Lucille credits one particular dress with creating their evening business. She calls it the “bubble dress.” Made by Siacia, it is a full-cut sheath that falls down to just below the hip where it gathers into a stretchy puckered skirt. She buys it season after season in a multitude of fabrics.
“Women love this dress; it hides everything and shows off the legs. I have sold hundreds,” she said.
Last year, the store brought in just over $600,000 in sales, said Tony. He feels increased competition has kept sales flat for the past few years, but hopes the move to Fifth Avenue stirs business. “There are more restaurants and cafes here, which brings walk-in business. Third Street attracts mostly local residents and is more of a daytime-only place,” said Tony.
Clean and sophisticated is the best way to describe Fancy Nancy’s.
The owner of the six-year-old store, Nancy Abbass, said the goal is to keep it light and airy. “I wanted it to feel very Mediterranean. After all, this is a resort area,” she explained.
The 1,700-square-foot shop in the Third Street South area focuses on sportswear and career wear for a classic, fashionable customer. Most of the apparel is in the better-to-bridge category, except in the summer, when Abbass stocks less-expensive looks.
Abbass had no intention of opening a store here when she arrived 10 years ago. But with a background in both wholesale and retail sales, it made sense, especially after she surveyed the scene and noticed there was something missing. “Most of the women come from the Midwest, which is more casual. I thought I could entice them to both update and dress up.”
In an effort to do that, Abbass offers stretchy Wayne Rogers sweaters, modern Garfield & Marks suits and pretty Donna Jessica dresses.
“I try to buy things that don’t have an age to them.
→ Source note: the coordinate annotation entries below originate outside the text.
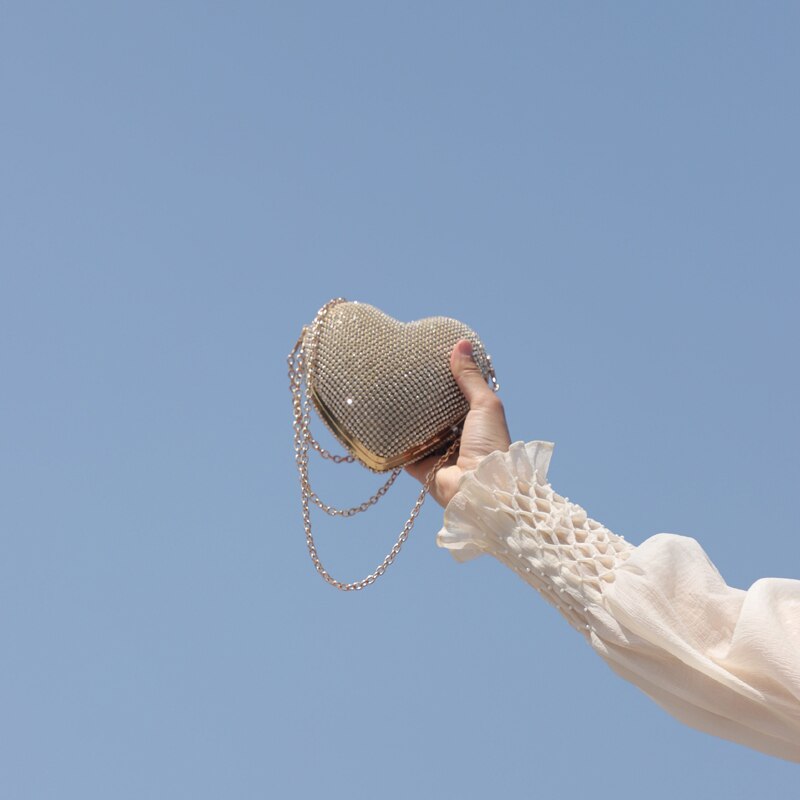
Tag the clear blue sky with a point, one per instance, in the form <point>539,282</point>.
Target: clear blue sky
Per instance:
<point>608,193</point>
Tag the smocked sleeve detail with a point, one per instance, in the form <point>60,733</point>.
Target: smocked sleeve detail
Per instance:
<point>720,659</point>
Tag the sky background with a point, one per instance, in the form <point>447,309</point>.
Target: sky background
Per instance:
<point>606,192</point>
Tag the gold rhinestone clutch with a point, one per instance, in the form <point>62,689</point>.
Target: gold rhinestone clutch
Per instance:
<point>385,390</point>
<point>383,387</point>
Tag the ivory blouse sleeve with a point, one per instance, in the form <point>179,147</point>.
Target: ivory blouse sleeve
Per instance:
<point>722,660</point>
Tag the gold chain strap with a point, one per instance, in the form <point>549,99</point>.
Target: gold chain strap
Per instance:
<point>300,373</point>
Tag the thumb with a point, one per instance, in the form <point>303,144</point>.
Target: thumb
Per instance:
<point>468,375</point>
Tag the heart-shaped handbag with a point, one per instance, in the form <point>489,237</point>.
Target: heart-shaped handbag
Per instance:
<point>385,390</point>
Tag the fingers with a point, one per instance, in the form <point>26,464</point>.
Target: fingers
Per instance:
<point>469,377</point>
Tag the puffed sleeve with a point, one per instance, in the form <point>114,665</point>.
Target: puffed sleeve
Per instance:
<point>720,659</point>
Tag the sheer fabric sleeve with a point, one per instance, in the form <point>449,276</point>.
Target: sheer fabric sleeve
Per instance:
<point>720,659</point>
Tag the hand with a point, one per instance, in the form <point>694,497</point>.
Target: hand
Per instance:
<point>485,428</point>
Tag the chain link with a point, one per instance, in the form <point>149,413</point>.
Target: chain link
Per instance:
<point>300,374</point>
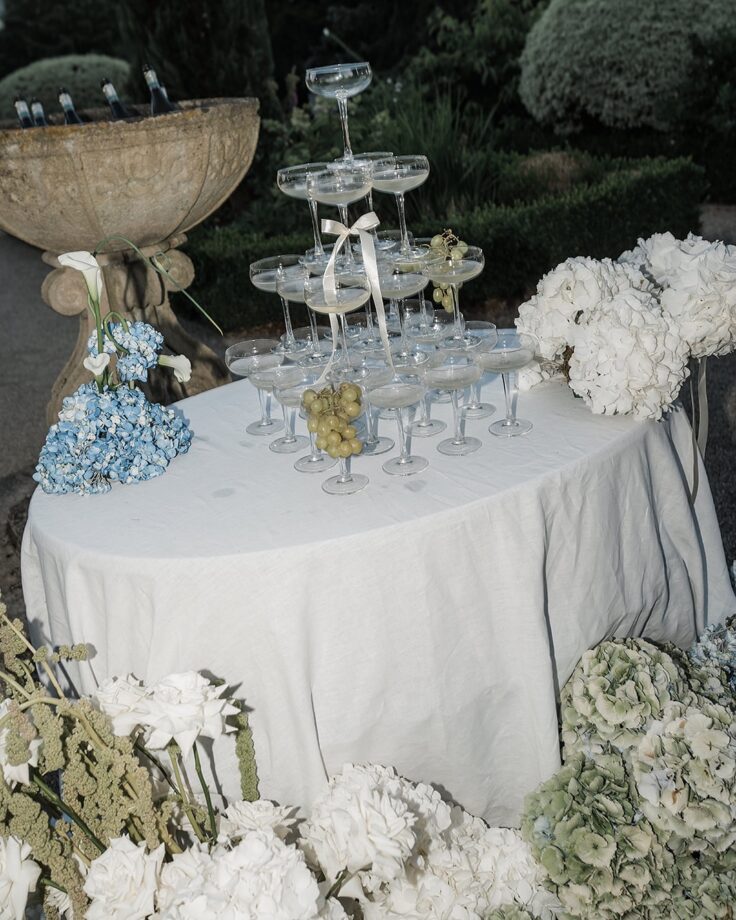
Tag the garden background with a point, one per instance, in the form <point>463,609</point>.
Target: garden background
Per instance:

It’s hard, but I feel like I have to outfit two generations,” she explained.
Everything is displayed on simple T-stands, glass tables and silver hooks.
She switches resources a lot to avoid looking too much like her competition. “Naples is a very boutique-oriented market, and I want to always be unique.”
Abbass brings in reproduction jewelry and original art from the Pre-Columbian era, which she collects on her travels to South America. It is not only a passion of hers, but it creates another way for her to stand out. “I really feel you have to stay one step ahead.”
She points out that she recently recognized that more Europeans and South Americans are visiting Naples and the West Coast of Florida. “All of the sudden, I wanted to know what languages were important to be able to speak. I know Spanish, and I let the hotels and cruise ships know, so they can send their customers here.”
Fancy Nancy’s is one of the few stores that carry fall apparel in the town. Abbass explained she buys true fall, from velvets to fur collars and coats. She pointed out that her customers do more shopping while they are in town than they do when up North. “They will just take it with them. A lot of stores here don’t think that way, though. Most of my customers are repeat customers, and they’ve come to expect it from me.”